Troubles with Afadjann continued sporadically through the fourteenth century. A successful invasion led by Faladje occupied many cities from 1322-1331 and provoked the Season Wars.

The first Season War began in 1340. The eighth and last ended in 1458. Each war threw out Afadjanni rulers from one or more Umathelan colonies. The Season Wars were sponsored by elves, who sent armies of green elves and storm-worshiping barbarians out each winter to devastate the storehouses and forts of their foes. Many cities fell to the Orlanthi priests, who used their storm powers to build snowdrift ramps up the walls. Each summer brought retaliation in the form of armies from the cities which stormed enemy strongholds and burned crops, but were unable to find any enemies who had fled to elf protection. Thus each side alternated in holding the field, fighting a war of attrition which the elves and their allies always won, though sometimes taking as long as nine years to do so.

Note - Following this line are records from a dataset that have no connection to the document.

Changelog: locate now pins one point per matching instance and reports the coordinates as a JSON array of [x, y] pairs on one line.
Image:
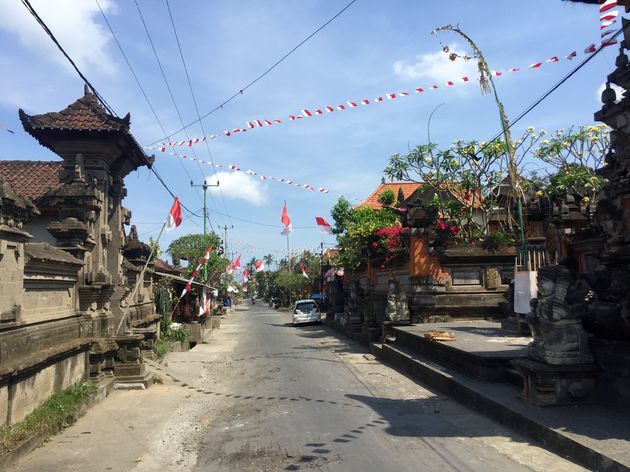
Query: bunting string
[[608, 18]]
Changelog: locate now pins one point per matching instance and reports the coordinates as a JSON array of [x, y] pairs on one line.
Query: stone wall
[[21, 396]]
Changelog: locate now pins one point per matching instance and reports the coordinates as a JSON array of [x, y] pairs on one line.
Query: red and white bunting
[[306, 113], [607, 5], [203, 261]]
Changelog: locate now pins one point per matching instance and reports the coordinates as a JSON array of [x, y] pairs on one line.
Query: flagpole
[[141, 277]]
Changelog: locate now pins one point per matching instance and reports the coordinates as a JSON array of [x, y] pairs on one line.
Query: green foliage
[[157, 252], [359, 226], [61, 409], [341, 215], [575, 155], [387, 198], [192, 247], [498, 239], [161, 348]]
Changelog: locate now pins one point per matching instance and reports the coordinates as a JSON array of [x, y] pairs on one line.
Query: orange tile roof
[[31, 178], [372, 201], [85, 114]]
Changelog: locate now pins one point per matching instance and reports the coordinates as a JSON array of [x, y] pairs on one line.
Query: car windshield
[[306, 306]]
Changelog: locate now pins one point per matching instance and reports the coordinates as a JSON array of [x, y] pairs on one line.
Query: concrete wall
[[47, 304], [22, 395], [12, 270], [38, 229]]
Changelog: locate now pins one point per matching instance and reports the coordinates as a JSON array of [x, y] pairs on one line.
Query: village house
[[68, 311]]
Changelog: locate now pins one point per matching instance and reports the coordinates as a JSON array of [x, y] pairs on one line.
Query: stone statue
[[397, 309], [355, 301], [559, 337]]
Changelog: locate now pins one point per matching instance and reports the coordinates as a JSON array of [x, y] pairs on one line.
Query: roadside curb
[[9, 458], [441, 379]]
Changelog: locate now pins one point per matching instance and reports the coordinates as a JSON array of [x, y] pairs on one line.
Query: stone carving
[[79, 169], [559, 337], [397, 309]]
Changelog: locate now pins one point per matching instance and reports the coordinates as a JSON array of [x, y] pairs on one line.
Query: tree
[[460, 180], [355, 227], [268, 260], [192, 248], [574, 156], [157, 252]]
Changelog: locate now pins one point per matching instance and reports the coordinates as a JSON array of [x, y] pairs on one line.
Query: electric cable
[[32, 11], [170, 92], [276, 64], [545, 95], [192, 93]]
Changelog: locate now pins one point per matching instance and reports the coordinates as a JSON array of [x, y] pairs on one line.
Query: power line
[[93, 89], [168, 88], [192, 93], [144, 94], [32, 11], [276, 64], [264, 224], [546, 94]]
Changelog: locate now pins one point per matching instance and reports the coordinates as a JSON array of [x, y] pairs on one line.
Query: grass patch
[[177, 333], [60, 409]]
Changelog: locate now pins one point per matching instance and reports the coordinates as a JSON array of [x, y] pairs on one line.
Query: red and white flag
[[607, 5], [203, 261], [286, 221], [303, 271], [174, 216], [323, 225]]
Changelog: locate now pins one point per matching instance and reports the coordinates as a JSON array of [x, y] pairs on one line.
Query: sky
[[371, 49]]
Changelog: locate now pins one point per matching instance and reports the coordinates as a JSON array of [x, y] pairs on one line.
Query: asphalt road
[[263, 395]]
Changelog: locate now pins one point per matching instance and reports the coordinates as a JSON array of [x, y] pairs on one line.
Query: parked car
[[306, 311], [321, 300]]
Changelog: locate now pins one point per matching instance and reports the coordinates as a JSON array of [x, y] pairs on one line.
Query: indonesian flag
[[174, 216], [607, 5], [203, 261], [286, 221], [323, 225]]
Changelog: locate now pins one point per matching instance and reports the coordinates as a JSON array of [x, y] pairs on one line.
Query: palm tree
[[268, 260], [487, 85]]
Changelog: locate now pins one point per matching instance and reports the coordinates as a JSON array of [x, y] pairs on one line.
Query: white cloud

The Season Wars also ended the period of human subjugation, as Orlanthi humans proved themselves allies and equals to the elves. Though elves remain important to this day, except for the deepest Enkloso woods, humans are now governed and judged by humans, and obey human laws. Royal dynasties established themselves in the human kingdoms and peace prevailed. Tortrica revolted, without any elf help, in 1478 and threw out the Afadjanni. Since then Umathela has maintained its independence from Afadjann and Kareeshtu.

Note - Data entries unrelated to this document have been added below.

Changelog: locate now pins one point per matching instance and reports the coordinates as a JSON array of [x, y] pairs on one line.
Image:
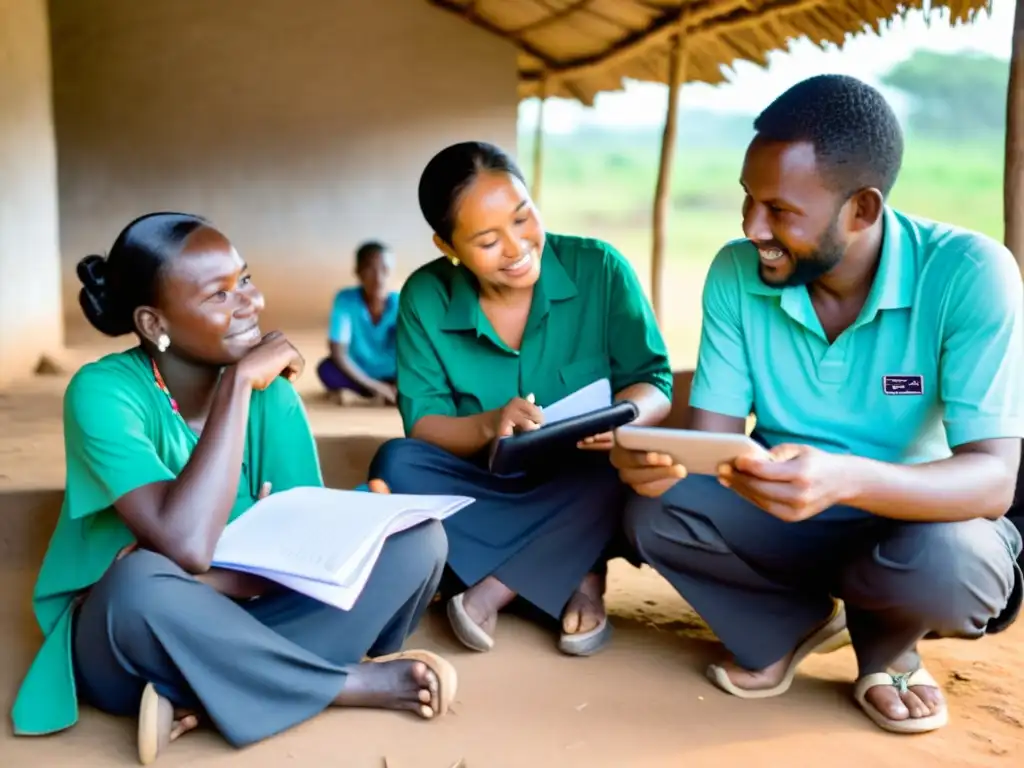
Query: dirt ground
[[643, 702]]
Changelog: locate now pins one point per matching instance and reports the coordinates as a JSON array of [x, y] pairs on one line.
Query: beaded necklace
[[163, 387]]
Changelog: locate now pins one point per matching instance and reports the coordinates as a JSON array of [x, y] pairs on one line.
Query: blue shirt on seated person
[[361, 332]]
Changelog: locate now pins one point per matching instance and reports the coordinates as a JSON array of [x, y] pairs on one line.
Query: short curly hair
[[855, 133]]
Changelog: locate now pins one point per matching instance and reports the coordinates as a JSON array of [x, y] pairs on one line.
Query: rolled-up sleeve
[[637, 349], [423, 385]]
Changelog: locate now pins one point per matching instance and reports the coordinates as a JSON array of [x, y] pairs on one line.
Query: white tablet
[[700, 453]]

In 1585 a Vadeli fleet arrived in Umathela. They claimed to be gods, but mundanely established garrisons in key cities, founded fortresses where needed, banned all commerce except through Vadeli agents, and maintained a cruel hold on all coastal settlements, which grew steadily as the Vadeli fleet brought in exotic foreign goods. Generally leaders were glad to treat with the Vadeli overlords, who seemed to offer the only possibility of naval trade. Volunteers manned the Vadeli fleets, and Umathelan crews helped the Vadeli at the Battle of Oenriko Rock in 1594, when the Vadeli were destroyed. Enkloso is still composed of many independent cities and tribes, but most of Vralos now pays tribute to the Patriarch of Nikosdros, trade-prince of Cerngoth. A few interior tribes, immune to enemy navies, safely ignore his hegemony.

In 1618 Terthinus, Voice of the Deep, a violet-skinned mer-king surfaced at the city of Flaurine and presented the Laws of the Dashomo, levying a great fee on all ships present. The prince resisted, and a week later the sea floor rose, grounding all the ships in silt and muck, and permanently destroying the harbor. When the Voice of the Deep made demands elsewhere they were met, and so now the Patriarch has a new sea-metal tax to impose on his followers. Since that time, the mermen have become more importunate, and all the ports of Umathela are afflicted with their greed. Trade is costly. But ships willing to take a chance and slip by the mer-king's sea serpents without paying his fees can reap enormous profits.